At the beginning of the 90s, Jacques Chirac promised to swim in the Seine. If the promise was never kept due to the water being much too dirty, his successor, Emmanuel Macron, ensures that he will swim in the Parisian river before the Paris 2024 Olympics. Several swimming events must take place in the Seine this summer (swimming, marathon, triathlon and paratriathlon editor’s note).

For the moment, recent analyzes show that the water is still too polluted to be able to swim in it. But the State is working hard to keep this promise with a swimming plan worth nearly 1.4 billion euros which notably includes the construction of a rainwater depollution station in Champigny-sur-Marne.

Up to 700 liters per second of rainwater cleaned

To keep its promise to reduce the bacteriological pollution of the Seine by 75% for the Olympic Games, the State therefore built this rainwater depollution station. A major project whose work began in the fall of 2020 and which will clean up to 700 liters per second of rainwater from the sector, loaded with waste and bacteria that it carries in its runoff, before discharging it into the the Marne.

A rainwater storage basin, located in the capital in Austerlitz, will also be put into service next month. It will have a capacity of 50,000 m², the equivalent of 20 Olympic swimming pools. This infrastructure will prevent discharge of wastewater into the Seine in the event of heavy rain.
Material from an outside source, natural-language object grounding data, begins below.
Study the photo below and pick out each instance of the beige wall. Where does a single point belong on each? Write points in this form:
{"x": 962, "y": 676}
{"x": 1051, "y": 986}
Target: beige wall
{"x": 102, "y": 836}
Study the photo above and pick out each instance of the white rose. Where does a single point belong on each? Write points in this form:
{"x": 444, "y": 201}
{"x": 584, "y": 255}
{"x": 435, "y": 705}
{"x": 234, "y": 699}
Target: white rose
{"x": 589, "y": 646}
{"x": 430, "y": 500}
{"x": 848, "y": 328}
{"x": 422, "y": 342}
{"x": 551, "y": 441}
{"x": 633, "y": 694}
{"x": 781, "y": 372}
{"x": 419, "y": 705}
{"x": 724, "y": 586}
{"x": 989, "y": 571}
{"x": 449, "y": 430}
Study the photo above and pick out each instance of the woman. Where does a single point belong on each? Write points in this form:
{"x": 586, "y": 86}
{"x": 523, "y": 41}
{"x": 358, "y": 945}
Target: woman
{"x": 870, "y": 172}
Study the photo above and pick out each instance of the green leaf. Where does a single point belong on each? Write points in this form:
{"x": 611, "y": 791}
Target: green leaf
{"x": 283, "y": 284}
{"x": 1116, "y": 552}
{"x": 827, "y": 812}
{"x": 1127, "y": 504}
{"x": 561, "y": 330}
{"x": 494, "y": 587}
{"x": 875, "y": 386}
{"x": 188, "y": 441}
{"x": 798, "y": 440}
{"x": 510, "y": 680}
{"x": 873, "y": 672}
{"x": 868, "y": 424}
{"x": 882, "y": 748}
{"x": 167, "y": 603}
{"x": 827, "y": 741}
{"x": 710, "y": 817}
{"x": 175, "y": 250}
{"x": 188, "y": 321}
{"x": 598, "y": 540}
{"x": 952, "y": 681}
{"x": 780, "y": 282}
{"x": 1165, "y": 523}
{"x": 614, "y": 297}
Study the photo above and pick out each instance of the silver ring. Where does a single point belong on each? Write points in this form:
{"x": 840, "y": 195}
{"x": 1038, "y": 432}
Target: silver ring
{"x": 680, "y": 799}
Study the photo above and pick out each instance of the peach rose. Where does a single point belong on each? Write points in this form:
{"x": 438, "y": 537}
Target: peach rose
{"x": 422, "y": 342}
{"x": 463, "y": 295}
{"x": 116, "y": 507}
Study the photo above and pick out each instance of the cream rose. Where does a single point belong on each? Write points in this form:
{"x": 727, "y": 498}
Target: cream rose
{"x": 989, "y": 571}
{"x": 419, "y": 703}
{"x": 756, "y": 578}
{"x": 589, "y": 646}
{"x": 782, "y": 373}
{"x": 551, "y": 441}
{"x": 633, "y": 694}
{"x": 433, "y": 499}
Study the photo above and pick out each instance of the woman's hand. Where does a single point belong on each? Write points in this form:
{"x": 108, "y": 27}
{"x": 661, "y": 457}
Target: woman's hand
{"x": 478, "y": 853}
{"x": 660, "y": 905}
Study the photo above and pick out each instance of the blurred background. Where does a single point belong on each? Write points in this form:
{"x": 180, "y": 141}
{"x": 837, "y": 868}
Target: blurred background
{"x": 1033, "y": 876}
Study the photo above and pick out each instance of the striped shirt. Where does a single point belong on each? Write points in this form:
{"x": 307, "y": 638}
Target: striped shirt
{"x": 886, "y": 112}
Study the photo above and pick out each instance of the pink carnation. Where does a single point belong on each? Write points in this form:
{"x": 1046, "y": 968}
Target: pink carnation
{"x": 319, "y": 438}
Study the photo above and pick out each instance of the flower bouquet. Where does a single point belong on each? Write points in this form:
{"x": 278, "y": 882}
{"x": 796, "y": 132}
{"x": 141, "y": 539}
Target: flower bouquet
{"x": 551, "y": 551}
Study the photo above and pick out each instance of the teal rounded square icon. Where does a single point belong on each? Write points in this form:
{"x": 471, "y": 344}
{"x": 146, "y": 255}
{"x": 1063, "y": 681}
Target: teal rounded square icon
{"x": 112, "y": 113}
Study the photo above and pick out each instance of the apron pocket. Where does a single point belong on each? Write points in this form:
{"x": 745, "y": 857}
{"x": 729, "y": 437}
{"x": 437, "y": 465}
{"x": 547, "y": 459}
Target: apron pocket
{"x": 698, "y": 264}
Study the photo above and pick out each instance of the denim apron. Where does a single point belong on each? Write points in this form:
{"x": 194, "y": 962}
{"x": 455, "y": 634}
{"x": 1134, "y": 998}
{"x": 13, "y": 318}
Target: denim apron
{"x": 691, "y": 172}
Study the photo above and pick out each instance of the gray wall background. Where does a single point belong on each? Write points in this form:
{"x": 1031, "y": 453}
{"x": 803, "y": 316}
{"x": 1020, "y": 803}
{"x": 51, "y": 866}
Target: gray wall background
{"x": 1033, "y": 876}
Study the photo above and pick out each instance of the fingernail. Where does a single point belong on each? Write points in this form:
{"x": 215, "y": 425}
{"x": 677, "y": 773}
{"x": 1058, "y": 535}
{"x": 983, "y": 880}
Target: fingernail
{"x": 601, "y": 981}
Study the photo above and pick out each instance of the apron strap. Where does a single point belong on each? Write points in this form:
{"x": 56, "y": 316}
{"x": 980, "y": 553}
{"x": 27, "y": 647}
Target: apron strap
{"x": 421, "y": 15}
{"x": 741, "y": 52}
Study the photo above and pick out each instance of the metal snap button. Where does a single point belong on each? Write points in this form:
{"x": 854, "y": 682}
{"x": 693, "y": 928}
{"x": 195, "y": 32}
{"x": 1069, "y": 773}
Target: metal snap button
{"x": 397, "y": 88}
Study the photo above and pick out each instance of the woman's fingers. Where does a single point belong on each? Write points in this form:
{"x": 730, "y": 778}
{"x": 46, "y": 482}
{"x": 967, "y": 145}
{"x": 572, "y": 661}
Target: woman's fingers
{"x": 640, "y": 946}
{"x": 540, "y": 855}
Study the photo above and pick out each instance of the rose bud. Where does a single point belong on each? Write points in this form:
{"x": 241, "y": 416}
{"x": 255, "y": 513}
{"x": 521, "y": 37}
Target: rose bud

“We will do everything to ensure that there is an extraordinary spectacle on the Seine,” announces Amélie Oudéa-Castéra on Europe 1

Other measures are being taken to make it possible to realize the organizers’ dream of seeing Olympic events on the Seine this summer, assured last Saturday on Europe 1, in the studio of the legends of Jacques Vendroux, Amélie Oudea-Castera: “We are in “finishing all the connection of barges, boats to the sewer system, plus all the mechanics of disinfection of the water leaving the treatment plants” indicated the Minister of Sports.

Enthusiastic, she assured that the promise would be kept: “There will be several measuring points for the water quality of the Seine, 8 today and 35 from June! So it’s a huge industrial project and we will do everything to be ready for an extraordinary show.”

Despite these announcements, the Olympic open water swimming champion remains concerned about the quality of the water in the Parisian river, as she indicated during an interview with AFP after a competition on Copacabana beach, in Rio de Janeiro, last month. The Brazilian Ana Marcela Cunha invites the organizers to think about a Plan B for the events in the Seine.